Le début de la rébellion en France

Natacha Bouchart refuse de se plier aux « injonctions » du Conseil d’État en faveur des migrants

lundi 31 juillet

Le maire de Calais, Natacha Bouchart, a déclaré par le biais d’un communiqué qu’elle ne donnerait pas suite « aux injonctions » du Conseil d’État, qui a ordonné des mesures d’aide aux migrants, comme la création de points d’eau ou de sanitaires.

« La décision de justice du Conseil d’État est une injustice pour les Calaisiens, car elle les met de nouveau sous la menace de la recréation d’une énième Jungle. Aussi, en l’absence de politique nationale et européenne offrant une solution globale de maîtrise de l’immigration, la Ville de Calais ne donnera pas suite aux injonctions qui lui ont été faites », a déclaré le 31 juillet Natacha Bouchart, par le biais d’un communiqué.

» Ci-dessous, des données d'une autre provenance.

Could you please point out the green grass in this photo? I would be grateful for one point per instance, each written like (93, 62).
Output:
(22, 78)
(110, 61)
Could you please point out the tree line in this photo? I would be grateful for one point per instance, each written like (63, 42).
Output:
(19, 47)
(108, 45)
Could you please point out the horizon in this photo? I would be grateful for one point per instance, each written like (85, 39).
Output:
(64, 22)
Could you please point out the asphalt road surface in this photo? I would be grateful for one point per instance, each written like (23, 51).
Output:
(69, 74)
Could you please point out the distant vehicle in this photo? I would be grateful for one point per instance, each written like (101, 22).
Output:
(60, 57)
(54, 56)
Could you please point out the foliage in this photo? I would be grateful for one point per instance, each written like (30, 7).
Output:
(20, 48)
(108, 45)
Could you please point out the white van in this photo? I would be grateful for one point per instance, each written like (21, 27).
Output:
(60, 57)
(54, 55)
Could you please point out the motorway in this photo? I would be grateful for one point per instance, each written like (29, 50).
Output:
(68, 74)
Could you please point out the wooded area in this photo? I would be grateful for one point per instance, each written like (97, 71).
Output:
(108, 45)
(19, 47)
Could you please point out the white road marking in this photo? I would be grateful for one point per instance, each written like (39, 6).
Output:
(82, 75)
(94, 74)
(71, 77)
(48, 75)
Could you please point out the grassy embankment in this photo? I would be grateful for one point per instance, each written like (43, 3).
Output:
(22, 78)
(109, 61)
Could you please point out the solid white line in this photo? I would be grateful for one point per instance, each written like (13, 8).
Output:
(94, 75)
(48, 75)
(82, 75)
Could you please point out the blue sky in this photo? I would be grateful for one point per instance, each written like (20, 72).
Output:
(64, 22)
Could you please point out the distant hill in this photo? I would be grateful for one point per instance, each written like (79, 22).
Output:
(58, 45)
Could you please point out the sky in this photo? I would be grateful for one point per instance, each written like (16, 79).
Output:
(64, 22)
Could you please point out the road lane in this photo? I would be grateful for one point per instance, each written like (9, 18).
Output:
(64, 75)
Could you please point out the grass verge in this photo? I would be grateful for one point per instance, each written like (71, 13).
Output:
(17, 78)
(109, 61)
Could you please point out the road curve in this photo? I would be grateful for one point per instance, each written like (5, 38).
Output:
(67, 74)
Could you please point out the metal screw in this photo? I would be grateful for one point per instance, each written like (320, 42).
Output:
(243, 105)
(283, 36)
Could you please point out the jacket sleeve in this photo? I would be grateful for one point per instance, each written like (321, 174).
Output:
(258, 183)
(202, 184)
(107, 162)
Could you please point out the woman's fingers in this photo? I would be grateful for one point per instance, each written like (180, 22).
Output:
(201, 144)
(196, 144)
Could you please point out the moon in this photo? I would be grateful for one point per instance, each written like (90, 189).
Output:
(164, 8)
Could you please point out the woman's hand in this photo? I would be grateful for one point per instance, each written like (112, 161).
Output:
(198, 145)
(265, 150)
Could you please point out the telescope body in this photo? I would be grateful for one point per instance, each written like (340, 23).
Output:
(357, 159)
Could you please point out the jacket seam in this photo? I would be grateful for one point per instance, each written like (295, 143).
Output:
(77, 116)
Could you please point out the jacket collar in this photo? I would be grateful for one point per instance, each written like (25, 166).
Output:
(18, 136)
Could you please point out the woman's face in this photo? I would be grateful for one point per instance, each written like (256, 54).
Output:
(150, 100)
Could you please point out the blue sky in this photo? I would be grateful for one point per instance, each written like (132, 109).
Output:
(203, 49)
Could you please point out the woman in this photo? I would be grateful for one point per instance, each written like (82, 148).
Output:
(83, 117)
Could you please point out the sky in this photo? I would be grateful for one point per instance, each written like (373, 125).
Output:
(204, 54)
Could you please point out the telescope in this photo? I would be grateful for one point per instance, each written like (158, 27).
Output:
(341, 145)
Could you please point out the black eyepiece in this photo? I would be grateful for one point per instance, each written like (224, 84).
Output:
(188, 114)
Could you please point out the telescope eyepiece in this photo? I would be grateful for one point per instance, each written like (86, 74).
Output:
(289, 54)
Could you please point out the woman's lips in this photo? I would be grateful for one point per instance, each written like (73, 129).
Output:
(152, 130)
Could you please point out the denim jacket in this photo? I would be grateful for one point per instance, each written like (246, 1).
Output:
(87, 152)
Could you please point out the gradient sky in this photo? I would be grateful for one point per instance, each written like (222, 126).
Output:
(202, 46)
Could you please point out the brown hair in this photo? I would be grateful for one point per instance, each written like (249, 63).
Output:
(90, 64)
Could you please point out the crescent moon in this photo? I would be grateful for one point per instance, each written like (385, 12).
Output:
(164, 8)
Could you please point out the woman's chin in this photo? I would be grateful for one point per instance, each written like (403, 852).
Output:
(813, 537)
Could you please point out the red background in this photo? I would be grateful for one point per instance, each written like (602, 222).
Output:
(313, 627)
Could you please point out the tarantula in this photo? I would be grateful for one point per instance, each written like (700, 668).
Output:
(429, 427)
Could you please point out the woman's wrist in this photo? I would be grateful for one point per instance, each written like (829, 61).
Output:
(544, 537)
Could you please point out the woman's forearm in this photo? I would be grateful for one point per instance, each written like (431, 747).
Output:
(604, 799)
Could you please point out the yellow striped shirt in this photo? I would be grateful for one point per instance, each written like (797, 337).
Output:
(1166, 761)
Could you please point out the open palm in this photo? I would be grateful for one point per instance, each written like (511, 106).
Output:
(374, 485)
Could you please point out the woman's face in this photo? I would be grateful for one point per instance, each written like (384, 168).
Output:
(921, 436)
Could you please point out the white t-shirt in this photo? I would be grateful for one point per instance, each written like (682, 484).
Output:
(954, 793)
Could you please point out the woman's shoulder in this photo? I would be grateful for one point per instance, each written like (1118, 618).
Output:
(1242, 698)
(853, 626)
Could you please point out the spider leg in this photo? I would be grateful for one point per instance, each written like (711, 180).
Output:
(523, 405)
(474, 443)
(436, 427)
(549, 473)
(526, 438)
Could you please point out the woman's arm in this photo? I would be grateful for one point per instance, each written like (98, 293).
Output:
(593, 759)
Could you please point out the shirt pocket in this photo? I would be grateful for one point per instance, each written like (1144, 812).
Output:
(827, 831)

« Je ne puis accepter de mettre en place des installations qui réuniraient à nouveau les conditions de création de campements, de bidonvilles, et de points de fixation. En réalité, il m’apparaît que la solution consistant à venir en aide aux migrants suppose avant tout leur départ vers des centres adaptés, et c’est à l’État d’avoir une réponse claire à ce sujet », a ajouté le maire de Calais.

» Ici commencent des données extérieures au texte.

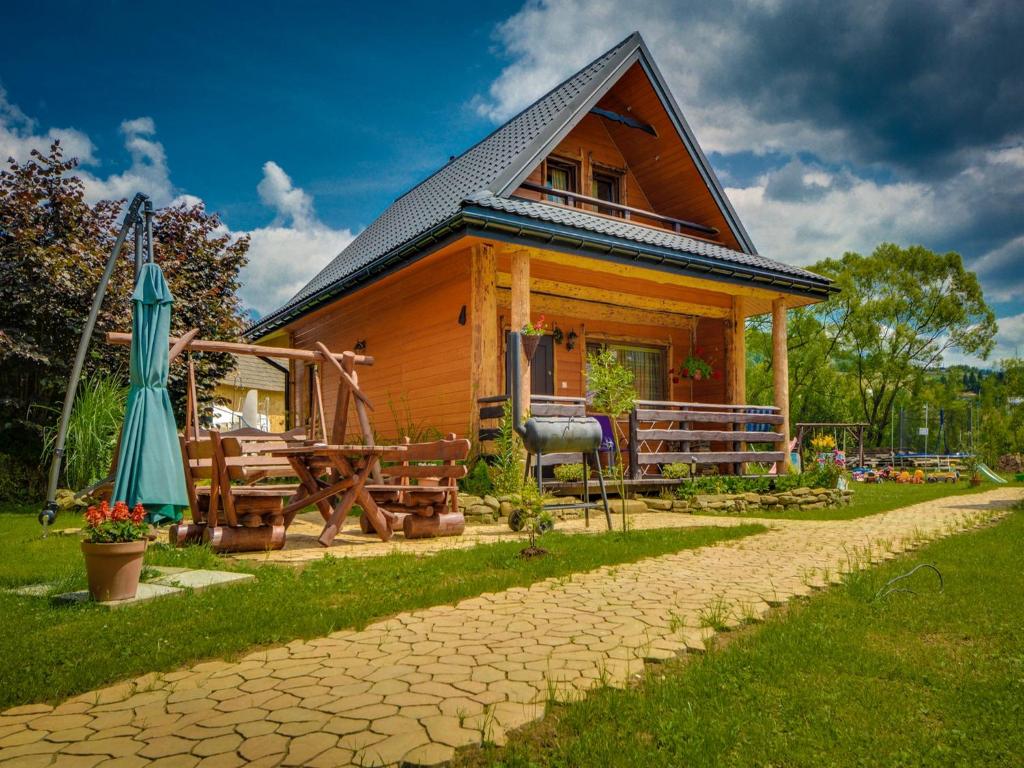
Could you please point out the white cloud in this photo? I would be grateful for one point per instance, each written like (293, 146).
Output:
(283, 256)
(18, 136)
(282, 259)
(147, 173)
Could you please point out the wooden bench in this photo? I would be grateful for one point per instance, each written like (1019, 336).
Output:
(233, 512)
(420, 495)
(677, 433)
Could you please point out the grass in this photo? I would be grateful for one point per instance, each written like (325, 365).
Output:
(56, 651)
(843, 679)
(875, 498)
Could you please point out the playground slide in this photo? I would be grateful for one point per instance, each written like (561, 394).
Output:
(989, 473)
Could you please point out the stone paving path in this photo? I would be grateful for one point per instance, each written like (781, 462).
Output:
(411, 689)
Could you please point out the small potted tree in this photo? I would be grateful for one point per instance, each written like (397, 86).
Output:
(114, 546)
(610, 391)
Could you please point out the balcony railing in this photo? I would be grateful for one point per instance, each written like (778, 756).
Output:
(627, 212)
(659, 432)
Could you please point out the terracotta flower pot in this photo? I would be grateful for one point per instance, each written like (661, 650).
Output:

Interrogée par l’AFP, elle a réaffirmé qu’elle s’opposerait « à tout dispositif » et que le préfet, qui va rencontrer les associations cette semaine, devra donc « réquisitionner ». « Je prends un risque, très certainement. Dans la vie, il faut prendre des risques », a-t-elle encore lancé.

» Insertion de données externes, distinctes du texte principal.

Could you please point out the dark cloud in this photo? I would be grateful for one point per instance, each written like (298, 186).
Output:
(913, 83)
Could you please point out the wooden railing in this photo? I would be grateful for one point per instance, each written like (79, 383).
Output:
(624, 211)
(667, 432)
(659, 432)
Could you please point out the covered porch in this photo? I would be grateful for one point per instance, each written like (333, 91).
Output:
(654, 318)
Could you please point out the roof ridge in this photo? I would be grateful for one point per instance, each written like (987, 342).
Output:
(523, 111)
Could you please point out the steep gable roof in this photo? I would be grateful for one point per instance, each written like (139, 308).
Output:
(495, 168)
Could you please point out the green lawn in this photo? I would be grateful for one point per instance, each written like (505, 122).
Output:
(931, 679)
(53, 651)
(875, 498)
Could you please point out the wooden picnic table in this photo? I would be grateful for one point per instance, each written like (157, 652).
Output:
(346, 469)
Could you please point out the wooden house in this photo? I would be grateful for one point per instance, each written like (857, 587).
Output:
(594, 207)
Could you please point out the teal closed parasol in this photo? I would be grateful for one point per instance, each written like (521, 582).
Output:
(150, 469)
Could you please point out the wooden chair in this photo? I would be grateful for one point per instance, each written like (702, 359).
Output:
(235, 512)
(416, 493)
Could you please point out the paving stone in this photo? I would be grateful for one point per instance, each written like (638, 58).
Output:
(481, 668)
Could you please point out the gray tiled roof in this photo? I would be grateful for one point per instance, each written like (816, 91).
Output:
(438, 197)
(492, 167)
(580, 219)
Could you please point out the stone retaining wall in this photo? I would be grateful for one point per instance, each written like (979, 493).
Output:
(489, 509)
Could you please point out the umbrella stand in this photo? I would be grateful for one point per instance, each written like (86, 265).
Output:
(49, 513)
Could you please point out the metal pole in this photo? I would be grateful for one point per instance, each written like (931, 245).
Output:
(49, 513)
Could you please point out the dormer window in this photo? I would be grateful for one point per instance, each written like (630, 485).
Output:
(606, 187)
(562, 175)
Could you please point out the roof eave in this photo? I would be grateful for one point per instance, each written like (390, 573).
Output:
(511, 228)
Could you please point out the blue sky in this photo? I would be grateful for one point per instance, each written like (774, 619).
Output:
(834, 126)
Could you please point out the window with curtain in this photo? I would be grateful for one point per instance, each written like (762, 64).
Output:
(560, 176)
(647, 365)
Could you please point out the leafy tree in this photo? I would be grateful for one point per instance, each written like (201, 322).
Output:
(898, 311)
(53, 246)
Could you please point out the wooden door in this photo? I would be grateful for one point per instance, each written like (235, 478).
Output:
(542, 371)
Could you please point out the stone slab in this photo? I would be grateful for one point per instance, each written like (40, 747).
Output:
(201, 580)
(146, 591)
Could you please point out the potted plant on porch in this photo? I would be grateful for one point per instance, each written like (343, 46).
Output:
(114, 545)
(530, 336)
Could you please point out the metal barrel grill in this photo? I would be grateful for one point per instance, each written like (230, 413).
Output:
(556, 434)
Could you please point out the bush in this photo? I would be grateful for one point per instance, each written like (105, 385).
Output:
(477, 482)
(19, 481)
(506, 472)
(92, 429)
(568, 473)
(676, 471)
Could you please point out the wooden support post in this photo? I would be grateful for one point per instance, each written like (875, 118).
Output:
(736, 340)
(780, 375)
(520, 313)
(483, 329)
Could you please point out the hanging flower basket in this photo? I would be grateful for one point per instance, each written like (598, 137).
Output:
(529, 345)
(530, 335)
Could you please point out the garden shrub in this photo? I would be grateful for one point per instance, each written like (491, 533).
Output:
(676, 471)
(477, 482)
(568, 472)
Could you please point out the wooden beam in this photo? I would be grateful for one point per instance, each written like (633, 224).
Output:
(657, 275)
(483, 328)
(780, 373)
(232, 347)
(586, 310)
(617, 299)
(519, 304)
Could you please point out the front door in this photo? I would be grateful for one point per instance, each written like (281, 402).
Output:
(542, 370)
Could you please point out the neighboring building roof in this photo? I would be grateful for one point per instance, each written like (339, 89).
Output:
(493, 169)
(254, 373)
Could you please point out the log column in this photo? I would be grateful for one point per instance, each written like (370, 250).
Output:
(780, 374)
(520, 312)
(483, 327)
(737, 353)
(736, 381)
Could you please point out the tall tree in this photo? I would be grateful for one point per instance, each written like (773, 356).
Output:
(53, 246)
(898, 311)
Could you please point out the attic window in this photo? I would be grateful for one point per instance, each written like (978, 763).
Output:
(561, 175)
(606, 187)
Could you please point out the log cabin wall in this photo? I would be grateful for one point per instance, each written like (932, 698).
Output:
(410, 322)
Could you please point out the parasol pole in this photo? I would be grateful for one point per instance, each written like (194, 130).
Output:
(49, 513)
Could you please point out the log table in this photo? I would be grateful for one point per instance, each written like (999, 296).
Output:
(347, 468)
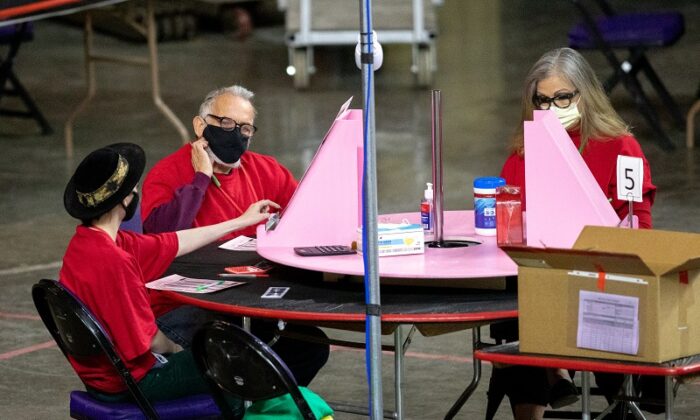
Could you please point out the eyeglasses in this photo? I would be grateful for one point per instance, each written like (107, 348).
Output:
(562, 101)
(229, 125)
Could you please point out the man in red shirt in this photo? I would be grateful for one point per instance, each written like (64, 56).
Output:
(216, 178)
(107, 269)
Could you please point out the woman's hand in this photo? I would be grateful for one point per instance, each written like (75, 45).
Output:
(201, 162)
(257, 212)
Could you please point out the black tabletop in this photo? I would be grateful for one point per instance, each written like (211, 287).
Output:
(311, 298)
(17, 11)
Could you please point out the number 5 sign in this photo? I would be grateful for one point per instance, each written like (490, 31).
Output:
(630, 173)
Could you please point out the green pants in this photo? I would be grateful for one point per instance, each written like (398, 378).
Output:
(178, 378)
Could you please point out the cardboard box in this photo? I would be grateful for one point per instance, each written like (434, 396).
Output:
(660, 268)
(397, 239)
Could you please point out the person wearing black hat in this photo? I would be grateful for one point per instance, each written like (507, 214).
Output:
(108, 269)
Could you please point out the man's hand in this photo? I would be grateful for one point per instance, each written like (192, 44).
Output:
(163, 345)
(200, 158)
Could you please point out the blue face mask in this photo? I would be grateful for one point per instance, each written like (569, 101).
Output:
(568, 117)
(227, 146)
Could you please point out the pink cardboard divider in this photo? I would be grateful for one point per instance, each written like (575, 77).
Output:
(561, 193)
(326, 207)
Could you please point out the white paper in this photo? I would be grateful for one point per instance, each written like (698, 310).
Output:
(240, 243)
(179, 283)
(275, 292)
(630, 176)
(608, 322)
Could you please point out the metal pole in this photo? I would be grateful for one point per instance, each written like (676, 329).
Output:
(585, 395)
(436, 125)
(369, 212)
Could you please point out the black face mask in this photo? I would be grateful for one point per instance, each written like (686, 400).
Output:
(131, 208)
(228, 146)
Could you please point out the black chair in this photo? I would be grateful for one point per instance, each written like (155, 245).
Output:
(10, 85)
(635, 32)
(79, 335)
(238, 363)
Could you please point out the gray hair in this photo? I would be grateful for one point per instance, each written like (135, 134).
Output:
(598, 117)
(235, 90)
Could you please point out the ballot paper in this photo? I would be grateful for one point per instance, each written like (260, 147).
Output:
(239, 243)
(179, 283)
(608, 322)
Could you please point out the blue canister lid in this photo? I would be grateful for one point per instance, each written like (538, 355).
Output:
(489, 182)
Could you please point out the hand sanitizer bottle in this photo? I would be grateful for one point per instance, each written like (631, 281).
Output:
(426, 209)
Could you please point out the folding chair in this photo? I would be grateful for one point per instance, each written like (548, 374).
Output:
(10, 85)
(236, 362)
(79, 335)
(636, 32)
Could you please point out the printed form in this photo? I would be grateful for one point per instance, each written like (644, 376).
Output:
(608, 322)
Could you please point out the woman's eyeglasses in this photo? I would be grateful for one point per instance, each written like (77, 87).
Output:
(229, 124)
(562, 101)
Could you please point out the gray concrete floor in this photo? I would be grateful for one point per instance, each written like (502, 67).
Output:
(484, 50)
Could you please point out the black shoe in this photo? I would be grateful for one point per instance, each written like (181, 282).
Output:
(563, 393)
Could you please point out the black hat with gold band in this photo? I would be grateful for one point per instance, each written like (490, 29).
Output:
(103, 179)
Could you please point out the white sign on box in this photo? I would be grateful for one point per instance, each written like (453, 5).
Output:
(397, 239)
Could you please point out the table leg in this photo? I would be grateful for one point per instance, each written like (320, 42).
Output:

Elle a également souligné que l’annonce du 31 juillet par le gouvernement de l’ouverture de deux centres pour migrants à environ 85 km de Calais serait « favorable pour Calais » et permettrait de les « accueillir dans des conditions humanitaires ».

Le Conseil d’État a donné, le 31 juillet son feu vert à l’ordonnance du tribunal administratif de Lille qui, s’il avait écarté le 26 juin la création d’un nouveau centre d’accueil d’urgence pour migrants à Calais, avait ordonné à l’État et à la commune de mettre en place des mesures pour leur venir en aide, comme la création de points d’eau et de sanitaires.